Parsing file names from paths using T-SQL

These files are way neater than the ones on my laptop.

SQL Server is great at a lot of things. I spend a lot of time blogging about all the cool things that SQL Server does. But (you knew there was a “but”, didn’t you) SQL Server isn’t great at everything. Lets write about something that SQL Server is bad at.

SQL Server sucks at parsing strings

That’s not hyperbole. If you’ve tried to write your own function to parse CSVs into a table, you know it’s painful. Judging by the number of comments on this other article about splitting CSVs, this is clearly a topic that people spend a lot of time on. Thankfully, SQL Server 2016 finally introduced a SPLIT_STRING() function that performs well and handles most use cases….but we’re not here to split CSVs.

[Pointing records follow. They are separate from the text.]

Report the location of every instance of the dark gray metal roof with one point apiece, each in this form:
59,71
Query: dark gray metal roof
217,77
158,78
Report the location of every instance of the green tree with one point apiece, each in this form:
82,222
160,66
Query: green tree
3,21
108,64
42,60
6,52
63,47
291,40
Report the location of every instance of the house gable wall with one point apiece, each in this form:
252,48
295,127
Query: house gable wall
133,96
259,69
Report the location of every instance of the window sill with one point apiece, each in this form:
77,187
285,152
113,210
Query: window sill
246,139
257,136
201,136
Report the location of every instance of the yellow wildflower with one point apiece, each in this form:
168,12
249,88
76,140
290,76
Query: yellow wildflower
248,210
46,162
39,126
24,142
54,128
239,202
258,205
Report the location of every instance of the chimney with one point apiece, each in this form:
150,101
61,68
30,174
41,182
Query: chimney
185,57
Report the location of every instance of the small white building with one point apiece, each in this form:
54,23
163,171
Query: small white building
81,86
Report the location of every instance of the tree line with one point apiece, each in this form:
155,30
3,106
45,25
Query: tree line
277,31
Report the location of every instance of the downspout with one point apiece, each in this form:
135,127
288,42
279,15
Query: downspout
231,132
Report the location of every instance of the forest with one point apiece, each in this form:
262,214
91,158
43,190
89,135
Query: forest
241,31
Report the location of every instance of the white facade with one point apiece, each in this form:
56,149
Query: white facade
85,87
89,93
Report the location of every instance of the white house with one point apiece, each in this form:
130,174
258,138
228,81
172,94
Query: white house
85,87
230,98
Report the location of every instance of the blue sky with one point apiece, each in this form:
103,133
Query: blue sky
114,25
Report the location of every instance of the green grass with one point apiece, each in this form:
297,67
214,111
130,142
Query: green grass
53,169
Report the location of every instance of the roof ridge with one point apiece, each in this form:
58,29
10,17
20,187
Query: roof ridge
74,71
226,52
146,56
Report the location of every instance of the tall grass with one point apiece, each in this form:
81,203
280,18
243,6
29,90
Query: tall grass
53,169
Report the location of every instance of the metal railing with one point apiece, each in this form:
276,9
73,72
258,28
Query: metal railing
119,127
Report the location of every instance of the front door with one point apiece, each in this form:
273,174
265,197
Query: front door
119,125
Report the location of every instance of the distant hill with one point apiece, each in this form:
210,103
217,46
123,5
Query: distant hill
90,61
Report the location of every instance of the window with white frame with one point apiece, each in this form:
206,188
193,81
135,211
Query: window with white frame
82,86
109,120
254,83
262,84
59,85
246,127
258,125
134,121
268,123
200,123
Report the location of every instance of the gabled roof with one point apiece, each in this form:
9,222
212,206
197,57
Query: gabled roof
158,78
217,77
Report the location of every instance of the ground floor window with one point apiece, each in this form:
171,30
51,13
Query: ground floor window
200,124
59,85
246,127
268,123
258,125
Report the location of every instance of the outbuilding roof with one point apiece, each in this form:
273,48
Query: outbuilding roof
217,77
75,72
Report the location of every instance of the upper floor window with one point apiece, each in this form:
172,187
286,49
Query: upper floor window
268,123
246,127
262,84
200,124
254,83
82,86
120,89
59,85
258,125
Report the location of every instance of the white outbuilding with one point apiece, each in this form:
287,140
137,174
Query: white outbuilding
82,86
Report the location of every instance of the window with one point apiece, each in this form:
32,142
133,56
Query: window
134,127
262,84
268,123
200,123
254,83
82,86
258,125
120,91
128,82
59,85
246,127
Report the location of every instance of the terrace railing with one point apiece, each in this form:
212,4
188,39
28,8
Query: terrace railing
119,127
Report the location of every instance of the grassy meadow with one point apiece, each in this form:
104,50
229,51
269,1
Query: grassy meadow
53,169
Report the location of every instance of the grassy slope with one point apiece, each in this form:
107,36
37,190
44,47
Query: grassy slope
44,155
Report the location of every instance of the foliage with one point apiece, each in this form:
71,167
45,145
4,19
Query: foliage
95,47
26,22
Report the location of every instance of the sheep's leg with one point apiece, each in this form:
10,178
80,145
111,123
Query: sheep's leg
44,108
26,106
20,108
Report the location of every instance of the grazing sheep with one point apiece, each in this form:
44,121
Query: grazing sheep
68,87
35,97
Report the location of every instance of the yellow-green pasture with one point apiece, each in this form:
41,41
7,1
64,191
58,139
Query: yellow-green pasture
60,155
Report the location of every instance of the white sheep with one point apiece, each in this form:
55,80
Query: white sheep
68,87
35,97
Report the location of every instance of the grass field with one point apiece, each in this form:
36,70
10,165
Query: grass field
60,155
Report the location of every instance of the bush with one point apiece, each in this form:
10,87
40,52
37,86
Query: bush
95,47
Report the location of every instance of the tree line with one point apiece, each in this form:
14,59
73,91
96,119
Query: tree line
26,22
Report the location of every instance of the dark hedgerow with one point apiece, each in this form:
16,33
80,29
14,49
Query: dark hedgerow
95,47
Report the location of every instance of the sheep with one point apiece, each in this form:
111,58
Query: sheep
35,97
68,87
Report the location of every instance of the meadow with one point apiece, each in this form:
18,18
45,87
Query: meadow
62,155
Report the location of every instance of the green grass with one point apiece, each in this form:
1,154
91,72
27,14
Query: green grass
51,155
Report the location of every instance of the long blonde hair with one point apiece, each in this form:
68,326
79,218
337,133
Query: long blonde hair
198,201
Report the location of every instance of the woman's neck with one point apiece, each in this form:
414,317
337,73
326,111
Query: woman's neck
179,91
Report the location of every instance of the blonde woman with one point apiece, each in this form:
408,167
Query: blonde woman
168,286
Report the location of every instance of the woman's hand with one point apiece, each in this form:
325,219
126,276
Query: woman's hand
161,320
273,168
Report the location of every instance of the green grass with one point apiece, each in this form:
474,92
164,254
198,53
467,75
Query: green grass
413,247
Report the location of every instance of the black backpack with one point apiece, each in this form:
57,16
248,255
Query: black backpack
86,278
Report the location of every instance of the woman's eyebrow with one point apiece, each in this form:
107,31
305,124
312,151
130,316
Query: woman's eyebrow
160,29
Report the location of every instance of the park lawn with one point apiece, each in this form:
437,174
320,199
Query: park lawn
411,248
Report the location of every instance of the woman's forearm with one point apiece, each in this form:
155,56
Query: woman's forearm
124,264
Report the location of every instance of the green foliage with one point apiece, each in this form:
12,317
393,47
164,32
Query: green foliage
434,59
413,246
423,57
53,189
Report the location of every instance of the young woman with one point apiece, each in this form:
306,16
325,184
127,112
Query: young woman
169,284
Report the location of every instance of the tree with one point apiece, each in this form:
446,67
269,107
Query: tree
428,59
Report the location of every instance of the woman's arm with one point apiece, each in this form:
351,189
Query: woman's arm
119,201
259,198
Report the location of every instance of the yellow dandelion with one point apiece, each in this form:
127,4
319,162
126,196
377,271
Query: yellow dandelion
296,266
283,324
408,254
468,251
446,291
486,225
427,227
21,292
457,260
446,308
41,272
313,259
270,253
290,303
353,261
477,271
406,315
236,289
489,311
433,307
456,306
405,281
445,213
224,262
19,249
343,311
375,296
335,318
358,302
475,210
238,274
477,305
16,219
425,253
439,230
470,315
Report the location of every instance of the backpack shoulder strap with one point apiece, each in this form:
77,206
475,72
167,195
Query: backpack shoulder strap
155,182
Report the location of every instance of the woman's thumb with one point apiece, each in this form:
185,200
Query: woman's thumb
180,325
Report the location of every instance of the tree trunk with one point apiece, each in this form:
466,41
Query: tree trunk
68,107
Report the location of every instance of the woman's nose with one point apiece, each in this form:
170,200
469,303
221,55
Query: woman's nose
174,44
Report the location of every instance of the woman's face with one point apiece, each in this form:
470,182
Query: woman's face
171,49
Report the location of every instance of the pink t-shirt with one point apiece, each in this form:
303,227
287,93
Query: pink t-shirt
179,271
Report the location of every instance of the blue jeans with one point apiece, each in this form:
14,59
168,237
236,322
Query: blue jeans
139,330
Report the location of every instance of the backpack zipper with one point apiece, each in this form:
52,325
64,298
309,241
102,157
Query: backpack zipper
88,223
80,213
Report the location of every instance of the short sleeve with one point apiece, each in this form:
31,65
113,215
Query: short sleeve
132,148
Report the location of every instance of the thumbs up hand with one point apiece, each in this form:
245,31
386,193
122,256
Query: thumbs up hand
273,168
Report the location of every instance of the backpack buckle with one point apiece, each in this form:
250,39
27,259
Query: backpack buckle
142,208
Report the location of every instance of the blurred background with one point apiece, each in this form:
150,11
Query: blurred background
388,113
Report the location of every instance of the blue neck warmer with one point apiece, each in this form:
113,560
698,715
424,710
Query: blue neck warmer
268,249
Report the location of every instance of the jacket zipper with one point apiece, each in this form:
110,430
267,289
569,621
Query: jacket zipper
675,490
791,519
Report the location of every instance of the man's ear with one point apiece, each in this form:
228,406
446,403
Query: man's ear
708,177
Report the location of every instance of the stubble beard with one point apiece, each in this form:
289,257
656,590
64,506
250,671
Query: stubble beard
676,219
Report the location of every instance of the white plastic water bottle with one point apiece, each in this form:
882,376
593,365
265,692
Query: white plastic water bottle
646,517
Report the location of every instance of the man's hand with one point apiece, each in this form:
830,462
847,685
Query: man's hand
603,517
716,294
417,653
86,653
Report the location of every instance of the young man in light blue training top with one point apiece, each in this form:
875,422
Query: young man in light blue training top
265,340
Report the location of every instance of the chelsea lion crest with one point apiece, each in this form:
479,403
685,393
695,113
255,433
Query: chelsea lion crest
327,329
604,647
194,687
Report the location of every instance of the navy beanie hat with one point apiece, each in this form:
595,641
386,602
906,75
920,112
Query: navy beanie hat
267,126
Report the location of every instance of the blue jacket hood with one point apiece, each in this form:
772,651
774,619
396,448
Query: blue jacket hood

SQL Server sucks at parsing strings

Yea, I really can’t say it enough. The string manipulation & analysis functions that SQL Server does provide tend to be clunky. I can never remember how they work. Why does CHARINDEX() take three parameters, but PATINDEX() only takes two parameters? Why do those functions only work left-to-right, but not right-to-left? Oh, there’s a REVERSE() function I can apply to the string, but if I reverse the string to search right-to-left, I have to reverse it back on output.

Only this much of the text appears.